Motel One beschäftigt Mitarbeiter aus 116 Nationen
Auch in der Hotelbranche wäre der Kampf gegen den Fachkräftemangel ohne ausländische Arbeitskräfte ein aussichtsloses Unterfangen. "Bei Motel One beschäftigen wir Mitarbeiter aus 116 Nationen und sind sehr engagiert, dem Fachkräftemangel in der Hotellerie entgegenzuwirken. Wir sind stolz auf unsere offene Unternehmenskultur und die Entwicklung unserer Mitarbeitenden, die wir bei ihnen auch durch unsere vielzähligen Weiterbildungsmöglichkeiten beobachten können", so Kerstin Winkelmann, Head of HR bei Motel One zur AZ.
Stadtwerke München müssten Busbetrieb ohne ausländische Fahrer einstellen
Auch bei den Stadtwerken München (SWM) geht es international zu. Von den rund 11.000 Mitarbeiterinnen und Mitarbeiten kommen etwa 1800 Menschen, die keinen deutschen Pass haben und aus fast 90 verschiedenen Ländern kommen. Vor allem in den städtischen Bädern und im Fahrdienst sind ausländische Mitarbeiter tätig. Gerade im Bereich Mobilität wird sich die Anzahl künftig erhöhen, da die SWM auch im Ausland gezielt Fahrer/innen anwirbt.
Nicht verwunderlich also, dass bei einem plötzlichen Wegfall aller ausländischen Mitarbeiter die SWM vor einem großen Problem stehen würden. "Der Betrieb wäre, wenn überhaupt, nur sehr eingeschränkt möglich. Nur ein Beispiel: Im Busbetriebshof Moosach arbeiten 564 Kolleg*innen. Davon haben 316 Kolleg*innen keinen deutschen Pass. Würden die Kolleg*innen alle fehlen, müsste der Betrieb eingestellt werden", so SWM-Pressesprecherin Bettina Hess zur AZ.

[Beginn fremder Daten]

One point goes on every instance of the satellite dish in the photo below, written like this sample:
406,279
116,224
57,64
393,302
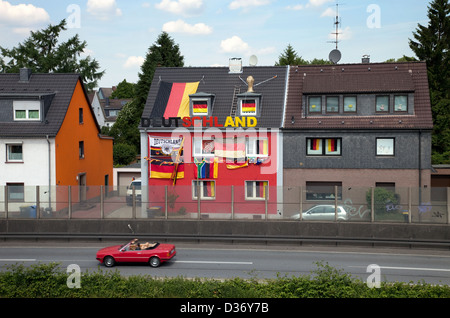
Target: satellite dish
335,56
253,60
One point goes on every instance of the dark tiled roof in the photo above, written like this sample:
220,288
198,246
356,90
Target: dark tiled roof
359,78
218,81
60,86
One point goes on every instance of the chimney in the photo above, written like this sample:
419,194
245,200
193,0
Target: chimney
25,74
365,59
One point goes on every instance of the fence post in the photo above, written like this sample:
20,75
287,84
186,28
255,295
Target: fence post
69,193
165,202
266,196
6,201
335,203
372,205
101,203
301,202
448,205
232,202
133,202
198,199
38,204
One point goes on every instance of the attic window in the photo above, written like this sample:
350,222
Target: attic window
201,104
27,110
249,104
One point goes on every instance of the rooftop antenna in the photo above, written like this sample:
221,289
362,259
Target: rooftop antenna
335,55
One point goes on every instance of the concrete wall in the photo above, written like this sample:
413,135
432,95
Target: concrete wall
199,229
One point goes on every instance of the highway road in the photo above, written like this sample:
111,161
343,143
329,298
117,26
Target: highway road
247,261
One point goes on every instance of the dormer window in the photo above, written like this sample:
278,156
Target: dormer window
27,110
249,104
201,104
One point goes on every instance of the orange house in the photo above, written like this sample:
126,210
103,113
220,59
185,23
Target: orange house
83,156
50,138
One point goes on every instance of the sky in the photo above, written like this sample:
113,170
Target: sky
210,32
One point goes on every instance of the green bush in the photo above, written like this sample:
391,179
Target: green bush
50,281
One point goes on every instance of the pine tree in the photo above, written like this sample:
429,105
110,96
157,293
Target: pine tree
163,53
290,57
42,53
432,44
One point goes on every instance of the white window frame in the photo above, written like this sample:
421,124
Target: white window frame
27,106
251,144
8,152
256,100
380,151
195,144
202,186
207,100
253,197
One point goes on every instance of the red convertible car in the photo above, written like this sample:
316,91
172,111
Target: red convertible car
152,253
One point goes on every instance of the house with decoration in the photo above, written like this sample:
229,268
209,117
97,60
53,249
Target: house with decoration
211,141
50,138
354,126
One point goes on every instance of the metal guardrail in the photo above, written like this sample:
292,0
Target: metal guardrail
236,238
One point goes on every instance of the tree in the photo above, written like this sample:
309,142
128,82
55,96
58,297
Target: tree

Ähnlich wie beim Mobilitätsbereich der Stadtwerke sieht es auch in der städtischen Taxibranche aus. Dort liegt der Anteil von Fahrern und Unternehmern mit Migrationshintergrund bei rund 95 Prozent, so Florian Bachmann vom Taxiverband München. Ohne Ausländer käme die Münchner Taxibranche also völlig zum Erliegen.
Altenpflege: Ohne ausländische Mitarbeiter müssten ganze Wohnbereiche schließen
Ein solches Schicksal würde auch der Münchner Pflegebranche drohen. Im Trägerbereich des Diözesan-Caritasverbands besitzen 27,5 Prozent einen ausländischen Pass, wie Marion Müller-Ranetsberger, Pressereferentin Caritasverband der Erzdiözese München und Freising, gegenüber der AZ.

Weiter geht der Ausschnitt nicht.